SEC’s Position and Concerns
In its filing dated August 30, the SEC clarified that it is not making a judgment regarding the legality of the transactions detailed in FTX’s plan and retains the right to contest transactions related to crypto assets. This position aligns with an earlier filing from June, where the SEC expressed objections to a provision in the plan aimed at shielding the exchange from future legal liabilities. Additionally, the SEC highlighted that FTX has not yet appointed a “distribution agent”—the entity responsible for managing payouts. FTX has not provided a comment to inquiries regarding this matter.
Industry Reactions to SEC’s Stance
Industry insiders have voiced their dissatisfaction with the SEC’s approach. Alex Thorn, head of research at Galaxy Digital—an investment manager for FTX since September 2023—shared his frustration on social media, asserting that the SEC is not providing a substantial argument and seems unwilling to relent. He criticized the SEC for using threats instead of offering clarity to the market. Similarly, Paul Grewal, the chief legal officer at Coinbase, echoed these sentiments, stating that investors and consumers deserve a better regulatory environment.

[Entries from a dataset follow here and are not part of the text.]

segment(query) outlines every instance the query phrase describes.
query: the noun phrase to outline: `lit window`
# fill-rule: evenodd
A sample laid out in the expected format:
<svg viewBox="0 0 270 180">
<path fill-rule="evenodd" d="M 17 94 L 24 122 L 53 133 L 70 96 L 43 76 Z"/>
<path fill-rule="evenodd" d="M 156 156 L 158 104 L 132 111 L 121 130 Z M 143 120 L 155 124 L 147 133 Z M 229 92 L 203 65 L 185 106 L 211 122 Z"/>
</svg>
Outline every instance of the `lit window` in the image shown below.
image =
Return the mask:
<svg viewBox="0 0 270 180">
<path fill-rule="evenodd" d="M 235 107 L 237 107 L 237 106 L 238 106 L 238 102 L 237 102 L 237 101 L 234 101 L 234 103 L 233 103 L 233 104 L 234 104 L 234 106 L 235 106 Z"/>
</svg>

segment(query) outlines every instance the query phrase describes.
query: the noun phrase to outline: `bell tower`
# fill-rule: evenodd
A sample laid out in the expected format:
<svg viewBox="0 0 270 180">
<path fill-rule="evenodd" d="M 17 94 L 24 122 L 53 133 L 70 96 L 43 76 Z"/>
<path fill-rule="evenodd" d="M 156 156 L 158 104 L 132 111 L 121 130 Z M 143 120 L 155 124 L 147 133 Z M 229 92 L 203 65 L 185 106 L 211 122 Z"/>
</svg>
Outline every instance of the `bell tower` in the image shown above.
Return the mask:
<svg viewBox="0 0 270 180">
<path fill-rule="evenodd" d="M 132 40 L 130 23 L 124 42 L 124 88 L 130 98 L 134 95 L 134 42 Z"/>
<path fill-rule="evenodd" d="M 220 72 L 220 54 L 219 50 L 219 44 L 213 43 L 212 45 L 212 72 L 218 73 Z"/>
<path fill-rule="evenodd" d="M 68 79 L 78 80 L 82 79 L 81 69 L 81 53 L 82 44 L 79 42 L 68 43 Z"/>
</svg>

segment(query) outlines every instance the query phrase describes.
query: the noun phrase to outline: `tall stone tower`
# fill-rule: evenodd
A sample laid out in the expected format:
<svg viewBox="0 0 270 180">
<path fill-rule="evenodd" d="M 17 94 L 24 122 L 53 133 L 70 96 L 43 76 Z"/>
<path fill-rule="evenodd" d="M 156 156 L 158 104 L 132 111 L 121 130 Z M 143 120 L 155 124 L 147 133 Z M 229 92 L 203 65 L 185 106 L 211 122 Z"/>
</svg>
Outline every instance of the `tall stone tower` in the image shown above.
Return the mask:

While Coinbase has acted as a distribution agent in other notable crypto bankruptcies such as Celsius and BlockFi, it has not disclosed whether it has been approached by FTX for a similar role.
Comparisons to Past Bankruptcy Cases
The SEC’s actions resemble its involvement in the bankruptcy case of Voyager Digital, a crypto brokerage that sought Chapter 11 protection in New York in July 2022. In that instance, Judge Michael Wiles criticized the SEC for its initial reluctance to publicly clarify its position. When compelled to address the issue, the SEC suggested that Voyager’s VGX token had characteristics of a security, although it stopped short of making a definitive ruling. Voyager had proposed to reimburse customers using the same cryptocurrencies they held in their accounts, utilizing USDC for unsupported assets or the VGX token. Wiles condemned the SEC’s ambiguous objections, stating that he could not indefinitely delay the case while regulators figured out whether there were any actual problems with the proposed transactions.
Political Implications and Future Expectations
The heightened scrutiny of the SEC’s position in this case may be influenced by political factors, as suggested by Kyle, a bankruptcy expert and advocate for FTX creditors. He speculated that increased media attention might stem from a potential political shift regarding crypto, as hinted by announcements from Kamala Harris’s campaign. FTX creditor Sunil Kavuri remains optimistic, hoping that Judge Dorsey will align with the Voyager judge’s perspective. Key upcoming milestones in this case include the expected release of an independent examiner’s report by the end of the month and a confirmation hearing for the plan scheduled for October 7.